損益面につきましては、売上高において、セキュリティ案件並びに子会社製品販売及び保守売上が増加しましたが、一部のライセンス製品販売の減少に伴う収益減少に加え子会社設立に伴う人員増による人件費や諸経費の増加等による固定費の増加により売上総利益は480,103千円、営業損失は、468,757千円、経常損失は、472,753千円、親会社株主に帰属する四半期純損失は、418,124千円となりました。
受注面におきましては、継続保守契約の自然減に保守新規獲得が追い付かず保守が伸び悩みましたが、大手移動通信事業者向けに移動体接続ゲートウェイの導入案件や大手通信事業者向けにクラウドPBXサービスの大型案件を獲得したことに加え、自社ソフトウェアに係る構築支援案件並びに機器販売の受注獲得等があったことにより受注残高は877,683千円となりました。
なお、当社グループは、第4四半期連結会計期間に売上高及び営業利益が集中する事業特性を持っており、通期では期初の計画通りとなる見通しです。当第3四半期連結累計期間については計画段階から赤字を見込んでおり、ほぼ計画通りに進捗しています。
また、当社グループは、前第4四半期連結会計期間より、連結財務諸表を作成しているため前年同期との比較はしておりません。
売上高1,672,091千円
売上総利益480,103千円
営業損失 (△)△468,757千円
親会社株主に帰属する四半期純損失(△)△418,124千円
受注残高877,683千円

当第3四半期連結累計期間におけるソリューション・サービス分野別のトピックは、以下のとおりであります。
[通信システム・ソリューション]
通信事業者の大規模ネットワークで利用される通信システムのライセンス販売、SI、周辺アプリケーション、及びネットワークセキュリティ・コンサルティングサービス提供。
・ソフトウェアSBC(*3)販売に関しては、昨年まで主力であった大手通信事業者向けに既設SBCからの機能強化マイグレーションの需要が一服したものの、通信ネットワークの仮想化(NFV)の動きが活発化する中で、大手通信事業者においてソフトウェアSBC「NX-B5000」による仮想化支援の案件を受注するなどの新規案件を獲得。

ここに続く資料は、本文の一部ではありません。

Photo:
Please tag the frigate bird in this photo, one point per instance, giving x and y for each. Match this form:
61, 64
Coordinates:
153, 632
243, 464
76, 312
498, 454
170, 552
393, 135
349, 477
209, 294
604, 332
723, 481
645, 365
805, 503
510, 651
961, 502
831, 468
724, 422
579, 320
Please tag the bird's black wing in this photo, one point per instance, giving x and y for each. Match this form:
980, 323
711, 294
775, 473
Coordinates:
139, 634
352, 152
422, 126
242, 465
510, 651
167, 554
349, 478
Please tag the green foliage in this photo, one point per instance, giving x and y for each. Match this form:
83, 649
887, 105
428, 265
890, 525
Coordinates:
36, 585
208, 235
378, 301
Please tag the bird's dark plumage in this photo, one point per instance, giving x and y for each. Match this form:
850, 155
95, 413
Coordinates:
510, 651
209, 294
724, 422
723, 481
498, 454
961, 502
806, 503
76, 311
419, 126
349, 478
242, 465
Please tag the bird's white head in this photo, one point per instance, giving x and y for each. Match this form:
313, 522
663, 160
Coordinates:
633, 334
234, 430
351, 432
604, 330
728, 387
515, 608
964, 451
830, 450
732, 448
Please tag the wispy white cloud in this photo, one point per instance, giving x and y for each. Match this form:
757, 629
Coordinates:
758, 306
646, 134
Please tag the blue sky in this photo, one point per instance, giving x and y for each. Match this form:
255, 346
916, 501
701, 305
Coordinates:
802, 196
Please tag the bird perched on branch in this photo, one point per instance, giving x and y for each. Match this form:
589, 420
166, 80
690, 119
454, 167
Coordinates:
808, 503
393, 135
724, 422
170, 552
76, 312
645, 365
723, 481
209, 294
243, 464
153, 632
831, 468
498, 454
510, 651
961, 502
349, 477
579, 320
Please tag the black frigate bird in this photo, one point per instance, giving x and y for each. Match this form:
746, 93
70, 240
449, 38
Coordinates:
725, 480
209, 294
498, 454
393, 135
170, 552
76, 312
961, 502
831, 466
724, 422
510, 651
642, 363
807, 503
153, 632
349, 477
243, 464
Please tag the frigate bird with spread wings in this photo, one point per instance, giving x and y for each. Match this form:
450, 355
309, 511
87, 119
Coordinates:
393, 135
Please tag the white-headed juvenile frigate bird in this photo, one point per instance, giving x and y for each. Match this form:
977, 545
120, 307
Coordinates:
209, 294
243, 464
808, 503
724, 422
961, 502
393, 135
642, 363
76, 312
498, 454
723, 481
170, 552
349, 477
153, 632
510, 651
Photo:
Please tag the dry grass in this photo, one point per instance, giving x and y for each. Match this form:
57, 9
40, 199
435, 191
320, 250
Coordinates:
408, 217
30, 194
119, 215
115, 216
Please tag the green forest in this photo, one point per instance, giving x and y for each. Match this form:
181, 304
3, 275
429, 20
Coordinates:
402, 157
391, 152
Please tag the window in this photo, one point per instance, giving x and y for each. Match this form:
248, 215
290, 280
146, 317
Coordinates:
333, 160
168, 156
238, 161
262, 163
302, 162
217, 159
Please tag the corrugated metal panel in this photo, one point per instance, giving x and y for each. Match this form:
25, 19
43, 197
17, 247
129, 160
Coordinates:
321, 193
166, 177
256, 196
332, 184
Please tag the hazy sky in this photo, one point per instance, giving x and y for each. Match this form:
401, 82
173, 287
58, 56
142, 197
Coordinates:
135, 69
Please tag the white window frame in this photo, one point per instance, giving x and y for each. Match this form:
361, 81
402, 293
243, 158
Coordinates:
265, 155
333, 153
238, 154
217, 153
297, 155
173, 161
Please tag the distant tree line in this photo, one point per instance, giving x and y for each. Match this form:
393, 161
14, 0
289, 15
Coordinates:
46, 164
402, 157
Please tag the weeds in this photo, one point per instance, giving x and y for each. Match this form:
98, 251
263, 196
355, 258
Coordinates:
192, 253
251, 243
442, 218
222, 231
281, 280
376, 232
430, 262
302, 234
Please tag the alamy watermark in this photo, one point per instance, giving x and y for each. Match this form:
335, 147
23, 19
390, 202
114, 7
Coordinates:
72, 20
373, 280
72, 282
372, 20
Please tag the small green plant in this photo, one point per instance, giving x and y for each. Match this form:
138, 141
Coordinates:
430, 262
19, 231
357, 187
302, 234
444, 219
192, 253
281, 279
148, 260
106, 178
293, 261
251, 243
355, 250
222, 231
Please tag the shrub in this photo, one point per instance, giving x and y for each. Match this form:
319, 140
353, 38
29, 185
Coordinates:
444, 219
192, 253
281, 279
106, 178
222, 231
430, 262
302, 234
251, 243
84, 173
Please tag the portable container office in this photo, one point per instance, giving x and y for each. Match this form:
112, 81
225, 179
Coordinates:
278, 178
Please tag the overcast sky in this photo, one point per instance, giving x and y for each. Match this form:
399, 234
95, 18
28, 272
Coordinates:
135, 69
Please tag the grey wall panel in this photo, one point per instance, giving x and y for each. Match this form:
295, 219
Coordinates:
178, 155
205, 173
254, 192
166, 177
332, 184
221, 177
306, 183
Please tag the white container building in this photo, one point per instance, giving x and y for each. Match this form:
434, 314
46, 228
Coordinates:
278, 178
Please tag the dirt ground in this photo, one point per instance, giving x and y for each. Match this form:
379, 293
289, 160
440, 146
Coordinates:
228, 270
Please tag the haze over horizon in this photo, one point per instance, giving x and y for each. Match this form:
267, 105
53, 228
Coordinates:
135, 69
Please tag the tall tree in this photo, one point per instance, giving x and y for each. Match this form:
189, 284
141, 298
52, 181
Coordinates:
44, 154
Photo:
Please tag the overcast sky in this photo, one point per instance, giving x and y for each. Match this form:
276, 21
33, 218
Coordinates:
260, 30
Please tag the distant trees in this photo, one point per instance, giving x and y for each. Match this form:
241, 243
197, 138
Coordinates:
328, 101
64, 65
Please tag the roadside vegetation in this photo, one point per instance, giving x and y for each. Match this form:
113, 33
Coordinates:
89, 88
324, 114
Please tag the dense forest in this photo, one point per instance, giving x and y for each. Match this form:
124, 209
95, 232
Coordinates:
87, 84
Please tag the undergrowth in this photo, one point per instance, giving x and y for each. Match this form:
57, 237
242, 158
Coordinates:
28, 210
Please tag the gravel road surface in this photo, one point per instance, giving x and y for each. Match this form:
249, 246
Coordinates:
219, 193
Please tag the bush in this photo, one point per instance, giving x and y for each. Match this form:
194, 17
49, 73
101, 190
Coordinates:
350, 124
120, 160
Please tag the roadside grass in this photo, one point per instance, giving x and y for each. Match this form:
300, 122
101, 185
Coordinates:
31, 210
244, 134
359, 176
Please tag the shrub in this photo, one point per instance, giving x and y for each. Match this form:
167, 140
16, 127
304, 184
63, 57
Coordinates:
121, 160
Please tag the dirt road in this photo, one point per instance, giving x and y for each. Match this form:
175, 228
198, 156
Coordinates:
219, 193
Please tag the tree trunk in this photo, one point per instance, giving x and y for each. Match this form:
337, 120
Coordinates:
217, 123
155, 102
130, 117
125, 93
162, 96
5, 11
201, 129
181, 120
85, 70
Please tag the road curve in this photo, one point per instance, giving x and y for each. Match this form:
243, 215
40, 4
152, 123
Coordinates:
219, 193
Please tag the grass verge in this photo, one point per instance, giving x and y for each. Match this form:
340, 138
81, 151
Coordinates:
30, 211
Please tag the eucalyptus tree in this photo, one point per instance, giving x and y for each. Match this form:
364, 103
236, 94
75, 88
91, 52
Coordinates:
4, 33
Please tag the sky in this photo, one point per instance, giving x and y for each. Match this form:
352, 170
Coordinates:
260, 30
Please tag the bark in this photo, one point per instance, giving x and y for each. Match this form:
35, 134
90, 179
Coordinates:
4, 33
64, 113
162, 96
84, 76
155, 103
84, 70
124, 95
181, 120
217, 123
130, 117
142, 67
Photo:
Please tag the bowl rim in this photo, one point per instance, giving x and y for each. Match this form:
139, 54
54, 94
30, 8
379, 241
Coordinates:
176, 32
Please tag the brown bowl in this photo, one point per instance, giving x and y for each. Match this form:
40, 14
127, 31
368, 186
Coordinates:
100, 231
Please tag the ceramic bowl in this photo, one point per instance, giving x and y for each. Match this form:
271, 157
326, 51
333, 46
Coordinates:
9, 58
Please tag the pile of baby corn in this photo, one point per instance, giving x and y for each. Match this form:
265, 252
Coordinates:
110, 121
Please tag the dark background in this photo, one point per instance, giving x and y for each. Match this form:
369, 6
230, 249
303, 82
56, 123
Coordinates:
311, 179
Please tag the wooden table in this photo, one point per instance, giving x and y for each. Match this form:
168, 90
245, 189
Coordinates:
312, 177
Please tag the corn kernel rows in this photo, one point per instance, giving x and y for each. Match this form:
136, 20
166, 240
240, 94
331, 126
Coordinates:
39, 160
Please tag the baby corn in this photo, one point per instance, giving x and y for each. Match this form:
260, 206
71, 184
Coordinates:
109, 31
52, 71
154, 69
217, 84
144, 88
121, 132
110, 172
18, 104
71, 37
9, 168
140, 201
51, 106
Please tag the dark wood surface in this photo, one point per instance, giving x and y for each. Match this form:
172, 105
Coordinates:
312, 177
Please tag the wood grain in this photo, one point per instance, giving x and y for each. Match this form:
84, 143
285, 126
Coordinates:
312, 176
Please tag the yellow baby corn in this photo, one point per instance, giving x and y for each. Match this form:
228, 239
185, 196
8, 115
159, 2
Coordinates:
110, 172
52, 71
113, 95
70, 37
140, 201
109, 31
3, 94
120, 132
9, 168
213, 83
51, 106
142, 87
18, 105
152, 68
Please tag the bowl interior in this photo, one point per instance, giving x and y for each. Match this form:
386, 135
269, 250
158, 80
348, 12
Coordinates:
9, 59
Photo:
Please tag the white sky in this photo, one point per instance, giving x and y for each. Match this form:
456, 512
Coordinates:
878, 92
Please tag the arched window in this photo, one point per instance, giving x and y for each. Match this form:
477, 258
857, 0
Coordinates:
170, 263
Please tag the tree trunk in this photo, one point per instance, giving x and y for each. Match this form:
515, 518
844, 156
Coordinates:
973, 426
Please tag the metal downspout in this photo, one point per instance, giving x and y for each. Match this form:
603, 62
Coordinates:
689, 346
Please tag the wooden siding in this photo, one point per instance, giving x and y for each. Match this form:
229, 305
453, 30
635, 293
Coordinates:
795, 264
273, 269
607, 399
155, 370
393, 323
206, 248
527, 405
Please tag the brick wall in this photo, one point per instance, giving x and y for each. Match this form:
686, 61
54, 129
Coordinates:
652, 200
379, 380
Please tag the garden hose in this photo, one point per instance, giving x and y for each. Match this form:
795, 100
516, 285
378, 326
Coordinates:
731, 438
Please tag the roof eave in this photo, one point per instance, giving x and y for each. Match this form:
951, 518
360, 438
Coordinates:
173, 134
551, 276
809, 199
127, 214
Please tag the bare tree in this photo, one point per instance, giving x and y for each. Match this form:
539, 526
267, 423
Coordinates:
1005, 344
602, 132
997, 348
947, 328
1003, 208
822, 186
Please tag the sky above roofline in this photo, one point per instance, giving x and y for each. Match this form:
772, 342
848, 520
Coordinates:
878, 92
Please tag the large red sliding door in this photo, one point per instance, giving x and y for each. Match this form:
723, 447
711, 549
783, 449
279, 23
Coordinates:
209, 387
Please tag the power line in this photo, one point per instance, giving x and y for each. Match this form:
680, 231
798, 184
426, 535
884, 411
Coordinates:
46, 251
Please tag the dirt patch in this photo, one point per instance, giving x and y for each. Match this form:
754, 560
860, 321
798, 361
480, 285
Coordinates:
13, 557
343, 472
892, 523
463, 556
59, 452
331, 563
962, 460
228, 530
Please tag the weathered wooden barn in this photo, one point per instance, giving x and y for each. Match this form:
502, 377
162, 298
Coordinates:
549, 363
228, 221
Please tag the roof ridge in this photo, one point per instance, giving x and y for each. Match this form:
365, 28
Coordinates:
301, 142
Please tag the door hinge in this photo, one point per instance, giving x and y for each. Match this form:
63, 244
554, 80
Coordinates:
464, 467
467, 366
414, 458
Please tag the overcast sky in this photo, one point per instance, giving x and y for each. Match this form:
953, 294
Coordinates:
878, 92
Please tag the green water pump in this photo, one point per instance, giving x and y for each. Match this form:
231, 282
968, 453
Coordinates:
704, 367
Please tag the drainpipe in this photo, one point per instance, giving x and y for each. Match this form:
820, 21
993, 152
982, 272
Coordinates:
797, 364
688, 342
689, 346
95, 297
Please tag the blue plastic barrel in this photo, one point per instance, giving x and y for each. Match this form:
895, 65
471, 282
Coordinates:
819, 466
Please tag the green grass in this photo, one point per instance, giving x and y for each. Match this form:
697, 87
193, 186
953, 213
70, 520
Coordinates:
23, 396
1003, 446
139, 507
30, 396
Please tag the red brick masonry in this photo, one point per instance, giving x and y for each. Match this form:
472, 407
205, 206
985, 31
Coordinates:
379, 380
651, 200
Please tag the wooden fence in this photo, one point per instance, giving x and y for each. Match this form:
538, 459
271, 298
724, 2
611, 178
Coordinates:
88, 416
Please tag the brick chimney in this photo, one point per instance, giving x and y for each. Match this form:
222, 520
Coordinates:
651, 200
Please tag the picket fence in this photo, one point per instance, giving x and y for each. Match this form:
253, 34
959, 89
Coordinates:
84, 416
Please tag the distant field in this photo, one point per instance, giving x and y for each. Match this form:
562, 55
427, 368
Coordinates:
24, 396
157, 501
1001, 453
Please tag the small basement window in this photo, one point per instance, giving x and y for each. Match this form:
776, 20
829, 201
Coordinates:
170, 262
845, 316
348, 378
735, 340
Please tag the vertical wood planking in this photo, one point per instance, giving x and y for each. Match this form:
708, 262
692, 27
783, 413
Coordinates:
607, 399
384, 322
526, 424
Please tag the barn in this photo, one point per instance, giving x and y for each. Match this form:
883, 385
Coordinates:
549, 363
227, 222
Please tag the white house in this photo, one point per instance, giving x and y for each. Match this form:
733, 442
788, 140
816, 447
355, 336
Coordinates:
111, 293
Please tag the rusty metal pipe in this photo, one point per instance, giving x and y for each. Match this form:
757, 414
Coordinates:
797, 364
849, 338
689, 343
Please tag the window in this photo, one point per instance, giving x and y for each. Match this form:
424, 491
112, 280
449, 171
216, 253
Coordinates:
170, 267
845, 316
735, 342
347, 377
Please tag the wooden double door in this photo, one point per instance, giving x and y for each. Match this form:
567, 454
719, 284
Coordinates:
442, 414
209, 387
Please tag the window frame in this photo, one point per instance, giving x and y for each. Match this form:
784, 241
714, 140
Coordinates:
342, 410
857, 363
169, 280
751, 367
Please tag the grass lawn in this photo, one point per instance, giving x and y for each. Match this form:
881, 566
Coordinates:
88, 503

・通信事業者が自身で法人顧客向けクラウドPBXサービスを展開する動きが活発化。電力系通信事業者向けに獲得、続行している事例を基に、大手を初めとした多様な通信事業者に同提案を実施し、大型案件を受注。クラウドPBXの市場は今後も拡大する見込み。当社グループがトータルにインテグレーションを行っていく。
・サイバー攻撃の手法が高度化、広範化される中、2020年の東京オリンピック・パラリンピック開催に向けて国を挙げてサイバーセュリティ対策を推進しており、通信インフラのセキュリティ強化に向けた関連案件も堅調に推移。大手通信事業者より、サービス設備の安全性に関するセキュリティ診断作業の案件を継続的に獲得。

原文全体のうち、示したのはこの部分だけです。